Wie wäre der Standort für die Asylbewerber? Das hängt stark davon ab, wie das Ankunftszentrum aussehen wird. Die Lage weit außerhalb, zwischen zwei Autobahnen und einer Bahnlinie, ist alles andere als ansprechend. Eine extrem wichtige Rolle wird der Lärmschutz beim Bau der Einrichtung spielen. Aktuell wäre es kaum zumutbar, dort über mehrere Wochen zu leben. Aber auch die künftigen Bewohner könnten davon profitieren, dass das Zentrum neu gebaut würde: Es könnte noch moderner werden und kürzere Wege mit sich bringen.
Wie lange bleiben die Menschen im Zentrum? "Die Menschen auf der Flucht sind nur für wenige Tage im Ankunftszentrum, daher ist die Lage neben der Autobahn vertretbar", erklärte Oberbürgermeister Eckart Würzner im Oktober zum Standort Wolfsgärten. "Wenige Tage" sind jedoch die Ausnahme, wie Zahlen des zuständigen RP Karlsruhe belegen: Im Durchschnitt bleiben Asylbewerber aktuell sechs bis acht Wochen in PHV. 60 Prozent sind länger als drei Wochen dort. Erst nach vier Wochen sinkt die Zahl deutlich. Jeder Fünfte ist sogar länger als zwei Monate im Zentrum.
Warum dauert das so lange? Das eigentliche Verfahren dauert meist nicht länger als zehn Tage. Die Weiterleitung hängt aber von Wochenenden, Feiertagen und Bustransferzeiten ab. Und es sind vor allem jene, die nach dem medizinischen Check behandelt werden müssen, die den Schnitt nach oben ziehen. Wer gerade in Behandlung ist, wird in der Regel nicht weitergeleitet.
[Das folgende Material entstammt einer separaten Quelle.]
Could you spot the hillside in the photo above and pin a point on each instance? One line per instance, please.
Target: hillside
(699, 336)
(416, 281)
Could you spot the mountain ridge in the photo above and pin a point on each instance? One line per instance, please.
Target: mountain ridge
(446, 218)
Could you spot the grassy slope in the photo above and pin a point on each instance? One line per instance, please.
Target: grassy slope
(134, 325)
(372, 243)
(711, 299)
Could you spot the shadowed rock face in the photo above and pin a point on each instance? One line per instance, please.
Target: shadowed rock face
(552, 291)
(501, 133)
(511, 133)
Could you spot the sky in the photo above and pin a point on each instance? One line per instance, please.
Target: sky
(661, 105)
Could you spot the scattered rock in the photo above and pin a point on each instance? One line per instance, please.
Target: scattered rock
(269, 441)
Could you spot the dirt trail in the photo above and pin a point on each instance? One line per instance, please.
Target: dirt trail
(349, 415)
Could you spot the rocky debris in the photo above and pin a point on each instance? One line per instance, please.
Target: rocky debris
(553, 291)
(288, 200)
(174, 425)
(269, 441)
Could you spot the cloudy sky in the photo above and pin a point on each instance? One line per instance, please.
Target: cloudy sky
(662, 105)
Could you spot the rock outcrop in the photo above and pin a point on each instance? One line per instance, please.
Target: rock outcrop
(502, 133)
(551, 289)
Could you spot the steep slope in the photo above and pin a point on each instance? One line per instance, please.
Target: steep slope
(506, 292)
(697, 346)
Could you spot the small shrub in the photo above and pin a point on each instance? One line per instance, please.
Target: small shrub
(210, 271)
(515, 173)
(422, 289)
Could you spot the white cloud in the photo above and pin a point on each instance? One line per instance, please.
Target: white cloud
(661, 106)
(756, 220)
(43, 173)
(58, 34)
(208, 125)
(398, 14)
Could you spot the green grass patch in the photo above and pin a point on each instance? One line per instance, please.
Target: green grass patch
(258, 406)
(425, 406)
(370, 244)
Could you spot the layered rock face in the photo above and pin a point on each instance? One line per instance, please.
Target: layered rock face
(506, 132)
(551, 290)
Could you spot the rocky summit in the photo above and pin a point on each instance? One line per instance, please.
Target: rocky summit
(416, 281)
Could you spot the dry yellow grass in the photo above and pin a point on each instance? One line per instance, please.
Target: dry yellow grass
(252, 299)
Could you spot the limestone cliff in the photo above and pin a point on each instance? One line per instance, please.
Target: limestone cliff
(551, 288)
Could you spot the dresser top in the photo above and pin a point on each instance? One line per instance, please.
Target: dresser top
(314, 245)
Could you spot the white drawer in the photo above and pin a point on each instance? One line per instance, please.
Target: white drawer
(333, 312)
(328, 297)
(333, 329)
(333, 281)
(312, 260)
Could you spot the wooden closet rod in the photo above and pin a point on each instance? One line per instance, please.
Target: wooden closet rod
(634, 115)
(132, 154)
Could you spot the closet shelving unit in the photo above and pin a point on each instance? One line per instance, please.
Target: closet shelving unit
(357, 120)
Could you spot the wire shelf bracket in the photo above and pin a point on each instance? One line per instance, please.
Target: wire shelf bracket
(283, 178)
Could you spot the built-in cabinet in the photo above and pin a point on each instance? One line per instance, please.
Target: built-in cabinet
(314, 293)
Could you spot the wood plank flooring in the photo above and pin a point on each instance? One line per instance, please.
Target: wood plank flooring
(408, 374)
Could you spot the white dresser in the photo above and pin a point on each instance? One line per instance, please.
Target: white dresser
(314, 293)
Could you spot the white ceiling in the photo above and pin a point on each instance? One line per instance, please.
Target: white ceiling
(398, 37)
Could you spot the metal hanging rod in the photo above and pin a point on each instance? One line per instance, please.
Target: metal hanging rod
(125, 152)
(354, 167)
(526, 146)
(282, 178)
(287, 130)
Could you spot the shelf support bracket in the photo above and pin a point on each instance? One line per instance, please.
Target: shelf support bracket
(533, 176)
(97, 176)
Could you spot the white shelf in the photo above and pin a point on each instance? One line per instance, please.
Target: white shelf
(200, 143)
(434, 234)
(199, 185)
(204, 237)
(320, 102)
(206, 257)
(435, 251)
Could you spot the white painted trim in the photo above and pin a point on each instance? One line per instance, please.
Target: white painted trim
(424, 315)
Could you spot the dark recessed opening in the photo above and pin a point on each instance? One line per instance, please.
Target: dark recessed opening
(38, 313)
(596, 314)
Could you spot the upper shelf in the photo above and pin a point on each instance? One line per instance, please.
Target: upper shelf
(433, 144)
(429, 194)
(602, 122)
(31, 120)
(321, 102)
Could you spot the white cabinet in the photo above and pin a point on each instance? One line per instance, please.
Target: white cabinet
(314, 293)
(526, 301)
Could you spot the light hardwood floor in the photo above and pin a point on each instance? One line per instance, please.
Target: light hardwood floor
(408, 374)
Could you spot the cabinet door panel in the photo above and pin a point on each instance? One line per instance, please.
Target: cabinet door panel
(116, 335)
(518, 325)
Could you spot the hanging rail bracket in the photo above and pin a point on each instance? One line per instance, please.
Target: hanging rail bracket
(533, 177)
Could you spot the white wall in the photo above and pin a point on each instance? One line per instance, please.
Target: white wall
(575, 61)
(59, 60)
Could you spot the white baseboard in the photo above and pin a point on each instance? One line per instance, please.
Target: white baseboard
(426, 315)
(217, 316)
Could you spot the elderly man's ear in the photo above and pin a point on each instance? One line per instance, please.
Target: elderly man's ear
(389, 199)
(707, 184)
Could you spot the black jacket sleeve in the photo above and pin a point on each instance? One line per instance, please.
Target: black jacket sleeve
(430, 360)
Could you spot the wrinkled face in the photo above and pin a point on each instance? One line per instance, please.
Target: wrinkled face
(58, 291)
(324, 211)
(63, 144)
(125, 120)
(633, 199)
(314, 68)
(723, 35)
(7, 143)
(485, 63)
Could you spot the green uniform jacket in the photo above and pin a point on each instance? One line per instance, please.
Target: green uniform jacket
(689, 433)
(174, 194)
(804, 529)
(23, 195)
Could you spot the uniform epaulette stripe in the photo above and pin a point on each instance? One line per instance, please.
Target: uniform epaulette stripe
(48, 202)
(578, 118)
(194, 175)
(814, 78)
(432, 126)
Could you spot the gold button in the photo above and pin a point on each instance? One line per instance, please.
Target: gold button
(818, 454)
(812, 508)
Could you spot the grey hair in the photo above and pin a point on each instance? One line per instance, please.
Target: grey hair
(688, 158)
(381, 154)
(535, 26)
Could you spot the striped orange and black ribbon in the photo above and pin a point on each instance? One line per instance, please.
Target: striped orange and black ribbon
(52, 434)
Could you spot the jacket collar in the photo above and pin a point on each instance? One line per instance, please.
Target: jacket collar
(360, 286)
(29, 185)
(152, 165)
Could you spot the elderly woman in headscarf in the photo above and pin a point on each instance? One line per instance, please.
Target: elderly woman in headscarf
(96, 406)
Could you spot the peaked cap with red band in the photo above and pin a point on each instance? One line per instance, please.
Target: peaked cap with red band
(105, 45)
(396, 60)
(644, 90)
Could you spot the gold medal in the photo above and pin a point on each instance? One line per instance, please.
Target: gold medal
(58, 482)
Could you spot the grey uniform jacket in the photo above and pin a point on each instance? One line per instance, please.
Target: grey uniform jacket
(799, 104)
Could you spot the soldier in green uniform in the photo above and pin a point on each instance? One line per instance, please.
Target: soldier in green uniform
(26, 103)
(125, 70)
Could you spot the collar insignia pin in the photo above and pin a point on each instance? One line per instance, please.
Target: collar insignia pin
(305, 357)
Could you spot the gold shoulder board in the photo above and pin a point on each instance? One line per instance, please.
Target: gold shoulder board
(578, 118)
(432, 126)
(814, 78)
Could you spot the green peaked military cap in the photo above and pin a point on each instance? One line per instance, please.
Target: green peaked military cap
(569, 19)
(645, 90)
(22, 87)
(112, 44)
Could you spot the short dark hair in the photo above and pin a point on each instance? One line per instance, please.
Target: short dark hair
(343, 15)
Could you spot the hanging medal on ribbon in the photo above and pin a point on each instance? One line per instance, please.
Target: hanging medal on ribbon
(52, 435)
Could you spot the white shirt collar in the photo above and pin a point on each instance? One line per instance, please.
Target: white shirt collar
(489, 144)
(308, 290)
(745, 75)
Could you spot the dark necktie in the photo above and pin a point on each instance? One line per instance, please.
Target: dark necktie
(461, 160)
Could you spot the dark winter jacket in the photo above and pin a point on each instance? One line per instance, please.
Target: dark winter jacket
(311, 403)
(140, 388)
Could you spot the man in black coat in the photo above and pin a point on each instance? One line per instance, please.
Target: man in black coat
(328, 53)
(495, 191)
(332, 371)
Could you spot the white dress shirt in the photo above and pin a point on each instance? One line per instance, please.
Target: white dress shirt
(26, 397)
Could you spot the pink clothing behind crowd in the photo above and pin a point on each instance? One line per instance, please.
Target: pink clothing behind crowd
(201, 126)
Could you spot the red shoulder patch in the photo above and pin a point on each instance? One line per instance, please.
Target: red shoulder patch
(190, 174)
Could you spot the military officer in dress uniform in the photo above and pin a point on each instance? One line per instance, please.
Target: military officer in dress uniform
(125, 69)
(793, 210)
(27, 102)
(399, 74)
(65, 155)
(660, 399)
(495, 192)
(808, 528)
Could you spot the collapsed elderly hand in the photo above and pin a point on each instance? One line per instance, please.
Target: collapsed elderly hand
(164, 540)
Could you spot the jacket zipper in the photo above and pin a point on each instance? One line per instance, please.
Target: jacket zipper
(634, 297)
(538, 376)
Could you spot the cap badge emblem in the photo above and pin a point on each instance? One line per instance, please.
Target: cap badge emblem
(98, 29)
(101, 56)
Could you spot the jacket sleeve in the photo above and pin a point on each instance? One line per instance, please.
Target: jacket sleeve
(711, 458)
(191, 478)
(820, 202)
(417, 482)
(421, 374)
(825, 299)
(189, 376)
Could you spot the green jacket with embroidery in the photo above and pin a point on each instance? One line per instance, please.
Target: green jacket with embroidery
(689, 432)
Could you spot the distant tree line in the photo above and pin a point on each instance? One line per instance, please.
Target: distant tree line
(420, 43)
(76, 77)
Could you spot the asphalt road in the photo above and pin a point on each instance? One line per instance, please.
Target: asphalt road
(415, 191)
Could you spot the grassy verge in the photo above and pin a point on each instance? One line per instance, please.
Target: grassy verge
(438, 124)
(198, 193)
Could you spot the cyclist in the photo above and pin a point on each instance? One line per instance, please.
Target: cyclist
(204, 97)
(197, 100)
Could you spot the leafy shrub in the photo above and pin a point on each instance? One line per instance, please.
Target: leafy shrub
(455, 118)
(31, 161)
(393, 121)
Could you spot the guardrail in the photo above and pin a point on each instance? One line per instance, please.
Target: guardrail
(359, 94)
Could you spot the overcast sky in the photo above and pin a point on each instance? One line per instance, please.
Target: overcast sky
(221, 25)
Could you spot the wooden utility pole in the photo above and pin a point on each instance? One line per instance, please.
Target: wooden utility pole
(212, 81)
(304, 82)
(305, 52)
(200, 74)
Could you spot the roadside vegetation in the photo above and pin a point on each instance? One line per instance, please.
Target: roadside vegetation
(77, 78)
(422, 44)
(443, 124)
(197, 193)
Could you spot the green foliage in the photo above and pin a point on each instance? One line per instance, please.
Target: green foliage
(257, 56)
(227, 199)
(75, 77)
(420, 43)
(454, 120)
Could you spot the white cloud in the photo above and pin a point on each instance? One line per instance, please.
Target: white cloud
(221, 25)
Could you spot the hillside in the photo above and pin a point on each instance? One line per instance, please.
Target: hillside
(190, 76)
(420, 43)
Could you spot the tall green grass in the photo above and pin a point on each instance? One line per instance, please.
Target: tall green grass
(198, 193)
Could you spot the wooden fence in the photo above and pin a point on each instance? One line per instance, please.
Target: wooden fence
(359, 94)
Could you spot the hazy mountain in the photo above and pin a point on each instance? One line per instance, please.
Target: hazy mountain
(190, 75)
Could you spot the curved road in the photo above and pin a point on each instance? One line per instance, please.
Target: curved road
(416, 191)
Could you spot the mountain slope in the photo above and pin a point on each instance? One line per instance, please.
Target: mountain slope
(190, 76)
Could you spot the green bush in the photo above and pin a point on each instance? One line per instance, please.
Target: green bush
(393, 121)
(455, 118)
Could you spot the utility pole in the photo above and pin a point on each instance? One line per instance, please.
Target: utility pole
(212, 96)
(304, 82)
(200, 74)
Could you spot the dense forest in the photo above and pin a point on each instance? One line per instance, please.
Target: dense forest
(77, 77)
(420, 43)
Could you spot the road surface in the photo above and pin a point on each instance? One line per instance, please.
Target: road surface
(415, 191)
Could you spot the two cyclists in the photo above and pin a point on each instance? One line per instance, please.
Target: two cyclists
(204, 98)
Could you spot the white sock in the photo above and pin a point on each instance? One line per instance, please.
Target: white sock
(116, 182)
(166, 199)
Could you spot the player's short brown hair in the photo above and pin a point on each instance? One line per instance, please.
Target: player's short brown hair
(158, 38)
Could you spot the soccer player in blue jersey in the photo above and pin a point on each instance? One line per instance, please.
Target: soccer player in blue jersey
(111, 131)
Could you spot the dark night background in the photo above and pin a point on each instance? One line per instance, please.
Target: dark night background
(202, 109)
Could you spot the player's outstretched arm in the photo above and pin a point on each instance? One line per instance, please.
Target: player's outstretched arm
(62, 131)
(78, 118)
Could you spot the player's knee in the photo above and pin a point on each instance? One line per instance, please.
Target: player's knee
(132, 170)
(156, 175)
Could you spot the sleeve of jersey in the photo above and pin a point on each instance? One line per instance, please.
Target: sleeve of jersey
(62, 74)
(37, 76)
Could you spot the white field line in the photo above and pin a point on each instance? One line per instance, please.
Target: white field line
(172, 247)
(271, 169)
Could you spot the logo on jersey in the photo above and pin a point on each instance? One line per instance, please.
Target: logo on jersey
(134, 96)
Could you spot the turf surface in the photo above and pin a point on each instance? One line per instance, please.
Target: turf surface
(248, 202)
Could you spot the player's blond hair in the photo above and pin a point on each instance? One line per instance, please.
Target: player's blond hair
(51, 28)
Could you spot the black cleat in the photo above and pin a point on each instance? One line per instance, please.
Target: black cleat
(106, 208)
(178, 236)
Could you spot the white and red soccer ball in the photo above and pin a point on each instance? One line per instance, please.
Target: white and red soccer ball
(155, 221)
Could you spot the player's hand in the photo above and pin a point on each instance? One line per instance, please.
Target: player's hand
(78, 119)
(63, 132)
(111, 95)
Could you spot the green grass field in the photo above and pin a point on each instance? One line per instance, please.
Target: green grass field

Gleiches gilt für schwangere Frauen mehrere Wochen vor und nach der Geburt. Und da in Deutschland Familien von Einwanderern nicht getrennt werden, bleiben auch die Angehörigen für diese Zeit in PHV.
Werden diese Zeiten in Zukunft kürzer? Eher nicht: "Da beabsichtigt ist, das bewährte und zwischenzeitlich langfristig erprobte Verfahren deckungsgleich am neuen Standort umzusetzen, ist auch künftig mit ähnlichen Verweildauern zu rechnen", erklärt Uwe Herzel, Pressesprecher des RP Karlsruhe.
Für wie viele Menschen ist in dem neuen Zentrum Platz? Es soll nicht größer werden als das alte. Während in den chaotischen Anfangstagen über 5000 Menschen in PHV untergebracht waren, gilt mittlerweile 2000 als Maximalbelegung. Der Durchschnitt lag im letzten Halbjahr bei 1200 Personen.